Presented by Robert De Rose, Australia.

De Rose R.¹, Fernandez C.¹, Smith M.¹, Peut V.¹, Batten C.J.¹, Rollman E.¹, Loh L.¹, Alcantara S.¹, Mason R.¹, Law M.², Handley A.³, Kent S.¹

¹University of Melbourne, Microbiology & Immunology, Parkville, Australia, ²University of New South Wales, National Centre in HIV Epidemiology and Clinical Research, Sydney, Australia, ³OPAL Therapeutics, Melbourne, Australia

Objectives: Overlapping Peptide-pulsed Autologous Blood (OPAL) immunotherapy induces strong, broad T cell responses in pigtail macaques through re-infusion of autologous peripheral blood cells pulsed with overlapping sets of 15mer peptides spanning SIV and HIV proteins. We addressed if OPAL facilitates control of viremia in a SIV_mac251 model.
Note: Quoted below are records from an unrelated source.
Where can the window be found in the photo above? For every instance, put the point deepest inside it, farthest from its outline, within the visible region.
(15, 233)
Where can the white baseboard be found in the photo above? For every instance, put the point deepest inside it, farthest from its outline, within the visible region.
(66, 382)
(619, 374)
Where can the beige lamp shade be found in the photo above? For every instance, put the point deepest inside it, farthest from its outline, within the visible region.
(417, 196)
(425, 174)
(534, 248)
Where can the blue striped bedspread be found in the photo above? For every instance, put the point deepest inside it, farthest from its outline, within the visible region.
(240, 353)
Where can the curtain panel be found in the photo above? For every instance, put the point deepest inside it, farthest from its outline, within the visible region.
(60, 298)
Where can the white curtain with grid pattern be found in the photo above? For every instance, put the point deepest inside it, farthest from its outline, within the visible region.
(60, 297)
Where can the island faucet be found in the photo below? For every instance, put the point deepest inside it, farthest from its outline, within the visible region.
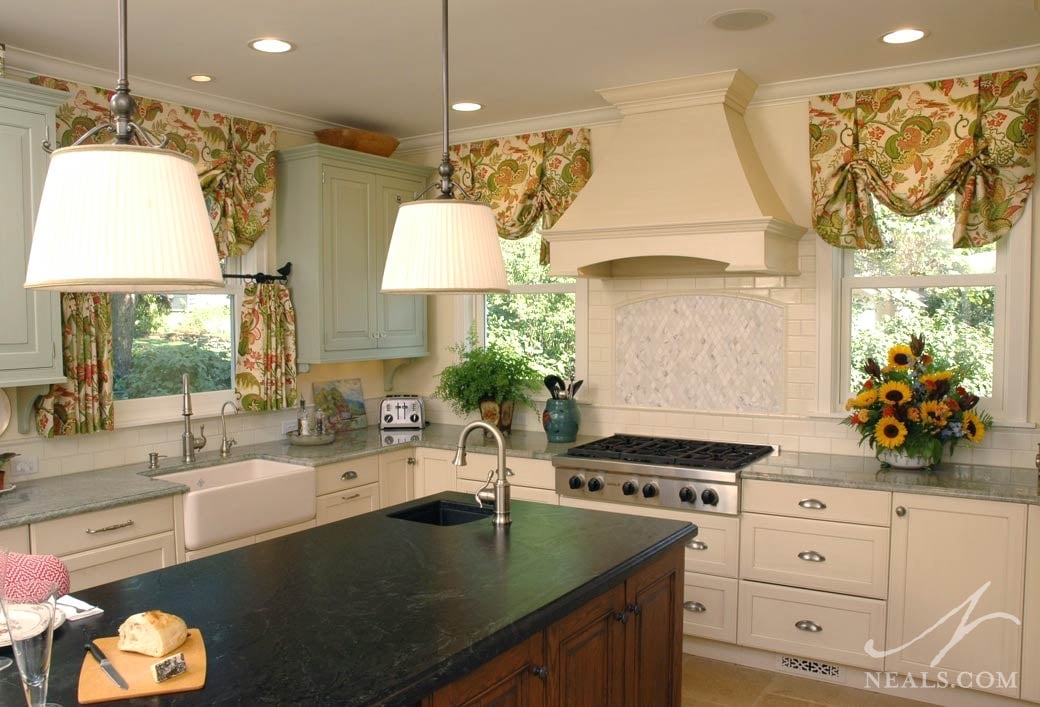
(225, 442)
(189, 444)
(500, 495)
Methods: 36 pigtail macaques were infected with SIV_mac251 and received ARV therapy from Week 3-10. Animals were randomised to receive overlapping SIV Gag peptides only (OPAL-Gag), peptides from all 9 SIV proteins (OPAL-All) or control, at Weeks 4, 6, 8 and 10. T cell responses were measured by IFNg intracellular cytokine staining. ARV therapy was withdrawn at Week 10 and VL and CD4 T cells monitored for 26 weeks.
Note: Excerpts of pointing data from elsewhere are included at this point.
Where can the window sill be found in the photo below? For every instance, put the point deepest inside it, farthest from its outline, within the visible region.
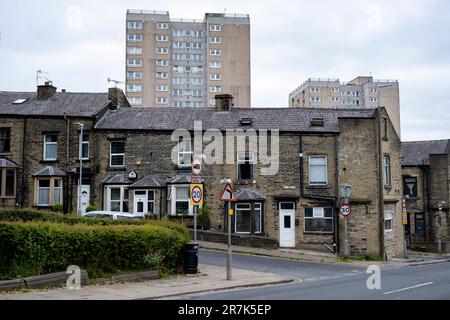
(116, 169)
(49, 161)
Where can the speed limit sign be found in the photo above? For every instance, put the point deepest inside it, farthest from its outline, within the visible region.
(345, 210)
(196, 194)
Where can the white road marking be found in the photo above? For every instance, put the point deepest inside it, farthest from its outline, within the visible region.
(408, 288)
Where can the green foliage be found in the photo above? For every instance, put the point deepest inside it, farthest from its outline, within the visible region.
(90, 208)
(57, 207)
(38, 247)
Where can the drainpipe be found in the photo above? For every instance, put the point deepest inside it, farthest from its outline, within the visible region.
(67, 206)
(380, 185)
(337, 247)
(22, 187)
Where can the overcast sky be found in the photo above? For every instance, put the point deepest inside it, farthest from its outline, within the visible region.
(82, 43)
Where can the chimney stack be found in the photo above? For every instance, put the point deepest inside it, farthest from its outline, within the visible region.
(224, 102)
(46, 91)
(118, 98)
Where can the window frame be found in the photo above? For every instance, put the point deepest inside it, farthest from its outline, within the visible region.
(6, 139)
(3, 183)
(111, 154)
(52, 143)
(315, 183)
(250, 161)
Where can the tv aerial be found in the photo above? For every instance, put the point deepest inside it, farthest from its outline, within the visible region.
(116, 82)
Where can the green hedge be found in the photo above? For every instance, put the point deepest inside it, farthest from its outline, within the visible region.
(26, 215)
(33, 248)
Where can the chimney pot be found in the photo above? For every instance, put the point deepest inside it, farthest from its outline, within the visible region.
(46, 91)
(224, 102)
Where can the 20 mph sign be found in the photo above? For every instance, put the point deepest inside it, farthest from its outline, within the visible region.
(345, 210)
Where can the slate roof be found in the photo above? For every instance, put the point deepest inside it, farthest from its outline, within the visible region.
(417, 152)
(247, 194)
(49, 171)
(118, 178)
(74, 104)
(181, 178)
(6, 163)
(284, 119)
(149, 182)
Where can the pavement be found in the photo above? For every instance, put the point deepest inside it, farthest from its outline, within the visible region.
(413, 258)
(210, 278)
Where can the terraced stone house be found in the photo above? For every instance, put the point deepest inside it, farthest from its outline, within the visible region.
(128, 166)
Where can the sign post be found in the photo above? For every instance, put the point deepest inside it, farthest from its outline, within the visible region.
(345, 210)
(228, 196)
(404, 222)
(196, 190)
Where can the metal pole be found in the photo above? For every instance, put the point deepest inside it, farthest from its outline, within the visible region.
(195, 224)
(229, 257)
(346, 239)
(81, 168)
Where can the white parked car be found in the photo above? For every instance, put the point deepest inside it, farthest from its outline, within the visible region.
(114, 215)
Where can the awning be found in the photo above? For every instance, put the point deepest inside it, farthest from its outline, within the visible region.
(118, 178)
(49, 171)
(149, 182)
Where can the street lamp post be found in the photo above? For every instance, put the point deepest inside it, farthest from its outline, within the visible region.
(80, 155)
(346, 191)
Results: Induction of high level SIV-specific T cell responses above controls was observed in both OPAL groups. Mean Gag-specific responses were higher for the focused, Gag only, immunotherapy compared with broad immunotherapy (2.9% vs 1.8% of CD4 and 0.5% vs 0.1% of CD8 above control responses). Mean Env, Pol and combined regulatory protein-specific CD4/CD8 responses were elevated in the OPAL-All group (2.5%/11.7%, 0.8%/0.3% and 1.5%/2.9%, respectively) compared to <0.4% for all CD4/8 responses in the controls and OPAL-Gag groups. VL rebound post-ARV therapy was significantly reduced (mean 0.93 log₁₀copies/mL) in OPAL immunised groups compared to controls (p=0.01 for mean time-weighted analysis) 6 months after ARV cessation. No difference was observed between OPAL groups. Evidence of progressive SIV infection was observed in 60% of controls compared to 6% of OPAL immunised animals. OPAL was well tolerated with no observed side effects.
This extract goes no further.